Enhancement of IT activity by CD4 and CD4i MAbs but not by anti-CD4bs or V3 MAbs. The cytotoxic activity of 7B2-RAC on H9/NL4-3 cells was measured at different IT concentrations in the presence of unconjugated anti-gp120 MAbs at 10 μg/ml (CD4-IgG2 was used at 1 μg/ml). Triplicate samples were run, and the results are means and SEMs. Asterisks indicate the degree of significance for MAb-mediated enhancement of IT activity, as determined by a one-tailed, paired (by IT concentration) t test (*, P < 0.05; **, P < 0.01).
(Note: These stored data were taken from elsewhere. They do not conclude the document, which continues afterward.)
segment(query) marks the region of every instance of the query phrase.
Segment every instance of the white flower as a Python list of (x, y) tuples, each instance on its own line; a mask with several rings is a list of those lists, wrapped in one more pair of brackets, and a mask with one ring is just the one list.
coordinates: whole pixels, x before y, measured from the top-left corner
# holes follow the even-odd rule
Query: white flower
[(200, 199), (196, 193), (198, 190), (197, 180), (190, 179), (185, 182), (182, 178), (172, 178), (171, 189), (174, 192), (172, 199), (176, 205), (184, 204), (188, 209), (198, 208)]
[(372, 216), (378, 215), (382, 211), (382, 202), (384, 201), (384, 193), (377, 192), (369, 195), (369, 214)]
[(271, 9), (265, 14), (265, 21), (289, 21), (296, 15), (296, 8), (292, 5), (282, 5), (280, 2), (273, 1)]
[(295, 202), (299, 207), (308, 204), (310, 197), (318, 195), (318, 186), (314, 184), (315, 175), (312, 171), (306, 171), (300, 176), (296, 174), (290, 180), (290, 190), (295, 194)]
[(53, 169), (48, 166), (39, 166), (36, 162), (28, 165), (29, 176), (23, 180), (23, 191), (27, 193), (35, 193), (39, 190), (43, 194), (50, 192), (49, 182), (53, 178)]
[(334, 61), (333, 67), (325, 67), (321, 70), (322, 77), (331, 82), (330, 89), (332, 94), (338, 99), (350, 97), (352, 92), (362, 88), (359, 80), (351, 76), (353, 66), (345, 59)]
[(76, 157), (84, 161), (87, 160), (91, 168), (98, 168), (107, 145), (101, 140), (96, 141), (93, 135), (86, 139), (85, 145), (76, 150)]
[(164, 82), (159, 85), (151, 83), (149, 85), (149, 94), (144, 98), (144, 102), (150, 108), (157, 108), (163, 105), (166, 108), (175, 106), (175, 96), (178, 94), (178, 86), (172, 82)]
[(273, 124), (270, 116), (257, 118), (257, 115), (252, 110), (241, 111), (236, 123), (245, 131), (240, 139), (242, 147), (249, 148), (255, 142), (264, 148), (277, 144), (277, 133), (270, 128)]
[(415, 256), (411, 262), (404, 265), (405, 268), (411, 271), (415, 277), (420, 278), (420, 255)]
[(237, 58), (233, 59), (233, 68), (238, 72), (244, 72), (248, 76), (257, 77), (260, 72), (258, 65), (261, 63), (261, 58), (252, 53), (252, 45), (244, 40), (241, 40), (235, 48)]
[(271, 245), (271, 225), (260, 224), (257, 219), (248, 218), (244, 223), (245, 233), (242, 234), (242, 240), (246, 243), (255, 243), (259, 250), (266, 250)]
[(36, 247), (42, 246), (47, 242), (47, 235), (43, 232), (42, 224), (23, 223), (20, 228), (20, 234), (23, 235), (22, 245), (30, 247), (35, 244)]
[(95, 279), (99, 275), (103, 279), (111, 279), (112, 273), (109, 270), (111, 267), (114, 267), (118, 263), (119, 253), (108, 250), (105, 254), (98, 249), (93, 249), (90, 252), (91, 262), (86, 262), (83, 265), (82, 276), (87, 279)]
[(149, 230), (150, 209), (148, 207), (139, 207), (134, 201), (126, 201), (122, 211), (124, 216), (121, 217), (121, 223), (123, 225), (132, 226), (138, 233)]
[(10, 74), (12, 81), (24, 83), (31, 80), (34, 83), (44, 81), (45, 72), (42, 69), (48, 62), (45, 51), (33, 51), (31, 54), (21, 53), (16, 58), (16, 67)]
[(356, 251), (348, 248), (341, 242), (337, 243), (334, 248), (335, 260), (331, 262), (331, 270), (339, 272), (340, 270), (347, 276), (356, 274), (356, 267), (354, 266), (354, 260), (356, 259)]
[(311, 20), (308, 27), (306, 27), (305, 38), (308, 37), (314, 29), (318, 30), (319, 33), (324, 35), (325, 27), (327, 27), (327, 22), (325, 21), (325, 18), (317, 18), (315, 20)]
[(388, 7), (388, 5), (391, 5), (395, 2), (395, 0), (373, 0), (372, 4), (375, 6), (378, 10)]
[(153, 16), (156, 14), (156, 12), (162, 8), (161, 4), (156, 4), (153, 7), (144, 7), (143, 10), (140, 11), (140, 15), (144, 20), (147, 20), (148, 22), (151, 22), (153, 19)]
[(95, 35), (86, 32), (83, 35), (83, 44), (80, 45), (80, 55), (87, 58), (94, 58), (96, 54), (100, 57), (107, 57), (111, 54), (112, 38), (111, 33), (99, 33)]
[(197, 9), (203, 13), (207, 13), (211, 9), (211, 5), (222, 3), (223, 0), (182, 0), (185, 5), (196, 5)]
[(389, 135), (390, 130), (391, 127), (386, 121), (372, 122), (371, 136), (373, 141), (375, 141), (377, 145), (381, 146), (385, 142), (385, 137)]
Results are representative of those from 2 to 3 experiments.

FIG 6

Comparison of the effects of ITs on infected (H9/NL4-3) and transfected (293T/92UG or 293T/C97) cell lines. (A and B) Direct IT assay. The indicated cells were incubated with serial dilutions of 7B2-RAC in the presence or absence of sCD4₁₈₃ for 72 h, at which time MTS was added to measure cell viability. Nontransfected 293T cells served as specificity controls. The results are reported as percent cytotoxicity (means and SEMs for triplicate samples). (C) Indirect IT assay. Cell killing by MAbs to gp120 and gp41 was compared. Cells were incubated with the indicated MAb. One hour later, anti-human IgG conjugated to RAC (500 ng/ml) was added. Viability was measured 72 h later. (D) Binding of cell surface Env by MAbs, measured by indirect immunofluorescence and flow cytometry. Live cells (80,000) were incubated with the indicated MAb (3 μg/ml) for 1 h, washed, and incubated with fluorescent anti-human IgG (H+L chain). Cells were again washed and then fixed in 2% paraformaldehyde–PBS and analyzed by flow cytometry using an LSR II flow cytometer, capturing 10,000 events gated by forward and side scatter. (E) Direct immunofluorescence. Cells were incubated with Alexa Fluor 488-conjugated MAb 7B2 (18 μg/ml) overnight at 4°C, washed, and fixed in paraformaldehyde.

FIG 7

Relationship of IT toxicity and MAb binding to 293T/92UG cells. (A) Indirect IT assay. A panel of gp120 and gp41 MAbs (100 ng/ml) was tested for cytotoxicity on 293T/92UG cells in the presence or absence of sCD4₁₈₃. Results are means and SEMs from triplicate determinations. (B) Correlation of MAb binding and cytotoxicity. Percent cytotoxicity (x axis) is plotted against the median fluorescent intensity (MFI) (y axis), as determined by indirect immunofluorescence (2 μg/ml MAb) and flow cytometry. Correlations were performed by the method of Pearson. Neither correlation was statistically significant. Ag, antigen.